Molecular Evolution Glossary
A ~ B ~ C ~ D ~ E ~ F ~ G ~ H ~ I ~ L ~ M ~ N ~ O ~ P ~ R ~ S ~ T ~ U ~ W
A
Adaptation. Evolutionary changes driven by
positive selection that increase
fitness.
Allele. A particular genetic variant at a given
locus.
Analogy. In evolutionary terms,
analogy indicates
similarity through convergence rather than
homology.
B
Bootstrapping. A method for attaching confidence values to the branches of a
phylogenetic tree.
Branch. Nodes on a
phylogenetic tree are joined by branches, which represent a particular period of evolutionary time. Often (but not always), the length of the
branch will indicate the amount of evolutionary change that has taken place.
C
Clade. A group of terminal
nodes (e.g. species,
genes or proteins) that share a common ancestral
node.
Coding Sequence. The part of an mRNA sequence (a transcribed
protein-coding gene with any introns spliced out) that encodes for the protein sequence (the "cistron") - translated using the
Genetic Code.
Coding Substitution. See
non-synonymous substitution.
Codon. A three-letter section of a
coding sequence that encodes for a single amino acid. Due to the degenerate nature of the
genetic code (64
codons coding for only 20 amino acids plus a STOP signal) means that changes at the third position of a
codon often constitute a
synonymous substitution.
Coevolution. The
evolution of two interacting entities, where changes in one drives changes in the other.
Coevolution can happen at many levels between species, between proteins and even between residues within a protein.
Conservation. Evolutionary similarity, as opposed to
divergent evolution.
Conservative Substitution. A substitution that replaces one amino acid with another of similar physiochemical properties.
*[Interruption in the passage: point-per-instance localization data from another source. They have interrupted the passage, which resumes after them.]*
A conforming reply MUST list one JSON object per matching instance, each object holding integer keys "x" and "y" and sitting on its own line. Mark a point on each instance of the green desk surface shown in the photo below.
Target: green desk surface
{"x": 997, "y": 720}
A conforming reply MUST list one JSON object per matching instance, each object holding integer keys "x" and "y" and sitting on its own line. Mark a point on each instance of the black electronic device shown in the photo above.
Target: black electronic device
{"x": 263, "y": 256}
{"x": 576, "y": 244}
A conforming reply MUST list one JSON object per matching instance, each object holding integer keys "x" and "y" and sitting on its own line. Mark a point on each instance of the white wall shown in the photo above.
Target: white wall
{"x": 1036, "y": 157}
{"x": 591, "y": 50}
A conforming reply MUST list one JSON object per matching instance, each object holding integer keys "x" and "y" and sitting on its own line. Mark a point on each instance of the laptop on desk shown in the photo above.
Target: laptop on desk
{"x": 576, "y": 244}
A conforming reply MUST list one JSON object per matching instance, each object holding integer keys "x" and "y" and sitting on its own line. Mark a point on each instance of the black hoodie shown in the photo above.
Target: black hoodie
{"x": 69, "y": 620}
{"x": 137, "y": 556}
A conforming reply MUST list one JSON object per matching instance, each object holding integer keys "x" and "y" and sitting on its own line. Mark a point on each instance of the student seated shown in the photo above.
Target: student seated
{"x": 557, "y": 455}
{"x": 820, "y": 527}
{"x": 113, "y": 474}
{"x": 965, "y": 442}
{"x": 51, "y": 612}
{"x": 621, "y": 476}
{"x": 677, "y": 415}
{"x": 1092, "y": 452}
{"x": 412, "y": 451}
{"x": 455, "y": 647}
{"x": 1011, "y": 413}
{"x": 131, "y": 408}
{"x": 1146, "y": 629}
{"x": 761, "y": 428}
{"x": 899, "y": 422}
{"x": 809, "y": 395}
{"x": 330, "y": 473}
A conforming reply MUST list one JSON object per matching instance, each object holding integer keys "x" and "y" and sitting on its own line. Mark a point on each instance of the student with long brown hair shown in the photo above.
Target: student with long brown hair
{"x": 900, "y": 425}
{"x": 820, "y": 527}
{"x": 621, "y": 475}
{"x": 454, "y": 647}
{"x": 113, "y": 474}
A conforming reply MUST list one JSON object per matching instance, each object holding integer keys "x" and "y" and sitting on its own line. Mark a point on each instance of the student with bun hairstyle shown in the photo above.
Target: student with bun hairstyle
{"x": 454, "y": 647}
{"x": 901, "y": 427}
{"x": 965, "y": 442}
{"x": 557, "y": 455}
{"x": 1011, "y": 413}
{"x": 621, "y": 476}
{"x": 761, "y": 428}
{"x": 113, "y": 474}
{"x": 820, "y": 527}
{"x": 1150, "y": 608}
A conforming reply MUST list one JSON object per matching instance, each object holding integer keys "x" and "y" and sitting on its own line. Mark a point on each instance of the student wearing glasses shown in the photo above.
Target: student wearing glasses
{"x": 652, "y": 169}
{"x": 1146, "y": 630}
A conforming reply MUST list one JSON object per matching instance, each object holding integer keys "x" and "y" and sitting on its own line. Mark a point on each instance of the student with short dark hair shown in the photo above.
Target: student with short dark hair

Convergent Evolution. The independent acquisition of the same trait in different evolutionary events.
D
Deleterious. A mutation/allele that reduces the
fitness of the carrier.
Distance Matrix. An all-by-all matrix of distances derived from pairwise comparisons of
OTUs used for
phylogenetic tree construction. .
Divergent Evolution. The divergence of homologues through time following a
speciation or
duplication event.
Duplication. An evolutionary event where genetic material is duplicated and subsequently two copies are inherited.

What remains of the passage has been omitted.